The King’s College Honor Code
A student of The King’s College will not lie, cheat or steal, or turn a blind eye to those who do. Every student is honor-bound to confront any other student who breaches the Honor Code.
The Harder Road of Virtue
In addition to learning the ideas upon which nations rise or fall, King’s students are called to live with courage, justice, and self-mastery—to become people who do not take moral shortcuts, but opt for the harder road of virtue. This sort of character is necessary for students who hope to offer principled leadership in strategic institutions.
Daniel Powers ’19
In my time at King’s, the spirit of the Honor Code has been a tool that works as a refining fire, not just as a few rules that I follow. It is a standard that I try to hold myself to, and those with whom I’m closest do as well. The question with the Honor Code is not strictly whether you have lied, cheated, or stolen, but rather a question of whether or not you are pursuing a more virtuous and honorable life.
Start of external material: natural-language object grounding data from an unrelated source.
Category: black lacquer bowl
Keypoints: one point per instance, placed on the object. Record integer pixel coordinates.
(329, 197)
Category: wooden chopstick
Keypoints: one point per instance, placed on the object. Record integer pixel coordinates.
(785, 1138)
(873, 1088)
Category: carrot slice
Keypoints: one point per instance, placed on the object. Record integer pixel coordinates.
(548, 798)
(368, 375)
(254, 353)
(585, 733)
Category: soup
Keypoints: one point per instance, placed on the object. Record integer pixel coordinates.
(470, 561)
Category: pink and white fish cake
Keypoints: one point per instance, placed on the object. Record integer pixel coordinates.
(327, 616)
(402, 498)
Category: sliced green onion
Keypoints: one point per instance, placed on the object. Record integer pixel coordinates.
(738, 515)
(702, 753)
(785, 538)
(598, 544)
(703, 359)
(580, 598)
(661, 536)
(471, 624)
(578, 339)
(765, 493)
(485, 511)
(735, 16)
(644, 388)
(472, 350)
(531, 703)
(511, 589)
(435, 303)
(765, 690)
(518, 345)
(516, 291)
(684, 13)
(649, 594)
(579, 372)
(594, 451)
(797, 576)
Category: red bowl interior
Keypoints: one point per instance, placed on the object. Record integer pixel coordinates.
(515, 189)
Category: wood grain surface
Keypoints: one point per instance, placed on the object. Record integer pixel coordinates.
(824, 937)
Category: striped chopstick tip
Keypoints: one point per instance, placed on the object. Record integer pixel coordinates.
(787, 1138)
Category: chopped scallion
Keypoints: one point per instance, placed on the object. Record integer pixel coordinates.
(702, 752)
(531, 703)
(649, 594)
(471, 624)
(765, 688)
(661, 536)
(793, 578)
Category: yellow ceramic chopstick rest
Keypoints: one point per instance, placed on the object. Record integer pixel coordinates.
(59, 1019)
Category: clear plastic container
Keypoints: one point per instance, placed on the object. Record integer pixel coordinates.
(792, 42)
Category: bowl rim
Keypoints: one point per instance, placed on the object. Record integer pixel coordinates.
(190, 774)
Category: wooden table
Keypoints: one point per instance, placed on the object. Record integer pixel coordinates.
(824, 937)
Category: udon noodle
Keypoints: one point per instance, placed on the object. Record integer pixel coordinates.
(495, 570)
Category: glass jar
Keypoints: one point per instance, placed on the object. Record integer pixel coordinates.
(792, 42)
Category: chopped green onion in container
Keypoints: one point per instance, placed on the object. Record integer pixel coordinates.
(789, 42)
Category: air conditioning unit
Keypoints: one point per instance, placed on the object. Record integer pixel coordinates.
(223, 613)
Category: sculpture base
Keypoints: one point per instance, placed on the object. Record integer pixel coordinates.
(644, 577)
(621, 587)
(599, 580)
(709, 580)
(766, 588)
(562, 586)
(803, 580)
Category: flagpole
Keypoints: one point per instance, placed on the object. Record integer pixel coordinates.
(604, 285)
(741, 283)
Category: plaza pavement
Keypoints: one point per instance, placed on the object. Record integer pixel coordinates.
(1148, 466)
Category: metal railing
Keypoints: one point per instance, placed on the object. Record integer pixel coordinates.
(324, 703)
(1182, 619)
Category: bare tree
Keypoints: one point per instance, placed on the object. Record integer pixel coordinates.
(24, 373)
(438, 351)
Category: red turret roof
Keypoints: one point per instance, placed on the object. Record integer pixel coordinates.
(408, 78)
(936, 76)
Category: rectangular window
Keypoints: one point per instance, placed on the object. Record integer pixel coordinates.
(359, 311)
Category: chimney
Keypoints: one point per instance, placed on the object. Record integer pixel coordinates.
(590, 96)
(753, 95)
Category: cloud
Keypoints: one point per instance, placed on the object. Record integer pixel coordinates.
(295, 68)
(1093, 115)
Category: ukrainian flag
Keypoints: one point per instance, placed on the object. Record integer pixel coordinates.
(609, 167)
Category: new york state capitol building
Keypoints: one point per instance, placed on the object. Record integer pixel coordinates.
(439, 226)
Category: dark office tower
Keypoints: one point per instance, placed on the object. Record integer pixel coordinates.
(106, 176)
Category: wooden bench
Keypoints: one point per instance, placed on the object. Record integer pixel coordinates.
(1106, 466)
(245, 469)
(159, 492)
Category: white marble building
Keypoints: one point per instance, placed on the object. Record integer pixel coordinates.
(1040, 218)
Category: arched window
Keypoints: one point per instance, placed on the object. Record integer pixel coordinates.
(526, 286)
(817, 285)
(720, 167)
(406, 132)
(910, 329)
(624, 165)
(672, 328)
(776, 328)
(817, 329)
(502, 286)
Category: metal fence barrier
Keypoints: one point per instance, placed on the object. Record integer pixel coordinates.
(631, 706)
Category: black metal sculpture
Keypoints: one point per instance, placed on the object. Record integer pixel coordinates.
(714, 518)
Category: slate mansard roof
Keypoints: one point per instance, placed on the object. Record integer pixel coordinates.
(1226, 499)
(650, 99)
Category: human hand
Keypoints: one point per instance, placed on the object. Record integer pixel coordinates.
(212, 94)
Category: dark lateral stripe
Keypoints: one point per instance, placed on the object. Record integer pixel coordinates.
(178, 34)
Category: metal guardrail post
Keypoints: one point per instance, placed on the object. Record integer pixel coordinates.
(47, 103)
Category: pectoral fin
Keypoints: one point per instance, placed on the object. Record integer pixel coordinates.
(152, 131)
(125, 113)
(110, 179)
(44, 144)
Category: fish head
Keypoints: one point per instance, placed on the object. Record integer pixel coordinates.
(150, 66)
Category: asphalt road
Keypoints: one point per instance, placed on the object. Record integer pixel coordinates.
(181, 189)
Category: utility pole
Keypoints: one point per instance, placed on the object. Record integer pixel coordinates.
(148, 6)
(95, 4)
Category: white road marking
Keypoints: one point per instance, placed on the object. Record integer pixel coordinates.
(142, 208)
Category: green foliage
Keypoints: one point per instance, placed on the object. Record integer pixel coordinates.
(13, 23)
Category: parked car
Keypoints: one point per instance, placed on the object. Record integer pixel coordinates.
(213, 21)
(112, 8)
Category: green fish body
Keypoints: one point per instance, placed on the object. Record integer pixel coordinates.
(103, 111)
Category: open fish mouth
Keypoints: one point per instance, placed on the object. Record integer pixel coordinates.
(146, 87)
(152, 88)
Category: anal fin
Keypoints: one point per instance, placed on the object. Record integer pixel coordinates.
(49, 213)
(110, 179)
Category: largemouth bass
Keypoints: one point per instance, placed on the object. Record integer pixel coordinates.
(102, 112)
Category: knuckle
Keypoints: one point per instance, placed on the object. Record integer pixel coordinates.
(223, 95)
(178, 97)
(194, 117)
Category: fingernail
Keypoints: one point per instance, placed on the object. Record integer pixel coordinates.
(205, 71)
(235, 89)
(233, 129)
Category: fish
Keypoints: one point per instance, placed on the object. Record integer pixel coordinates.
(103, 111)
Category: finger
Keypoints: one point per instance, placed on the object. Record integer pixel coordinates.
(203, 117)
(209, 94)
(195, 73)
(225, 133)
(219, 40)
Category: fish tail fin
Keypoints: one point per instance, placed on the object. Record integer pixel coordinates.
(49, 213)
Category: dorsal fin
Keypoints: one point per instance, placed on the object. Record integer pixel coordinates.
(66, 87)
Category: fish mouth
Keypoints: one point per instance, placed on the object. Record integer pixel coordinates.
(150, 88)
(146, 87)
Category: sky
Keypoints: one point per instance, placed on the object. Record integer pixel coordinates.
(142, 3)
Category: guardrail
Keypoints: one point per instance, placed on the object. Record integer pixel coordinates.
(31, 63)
A life of honor is not made by being perfect (such a feat would be impossible) but instead by constantly pushing to learn and grow from your failures.
Elizabeth Logan ’19
The Honor Code is what keeps the King’s community together. Because we are a small community, it takes effort from everyone involved to make it flourish. That means that people will fall, but there will also be people to help them stand back up. The Honor Code has made me more aware of how my actions affected my community, especially within my House. When I started to slip, the girls in my house encouraged me to seek help and seriously think about my actions. Without them, I don’t think I would be the person I am today.
Dean of Students
According to the King’s honor system, every student is honor bound to confront any other student who breaches the Honor Code. If that doesn’t grate against the spirit of our age, I don’t know what does. Live and let live is the motto of our day. But in a Biblical worldview, I bear responsibility for those in my orbit (my neighbors). When my neighbor errs, I have an opportunity and obligation to go after him. If I shirk that obligation, I don’t really love him, at least not in practice. Indeed, I’ve even wronged him and partaken in his guilt. Sobering? Yes. Difficult? Absolutely.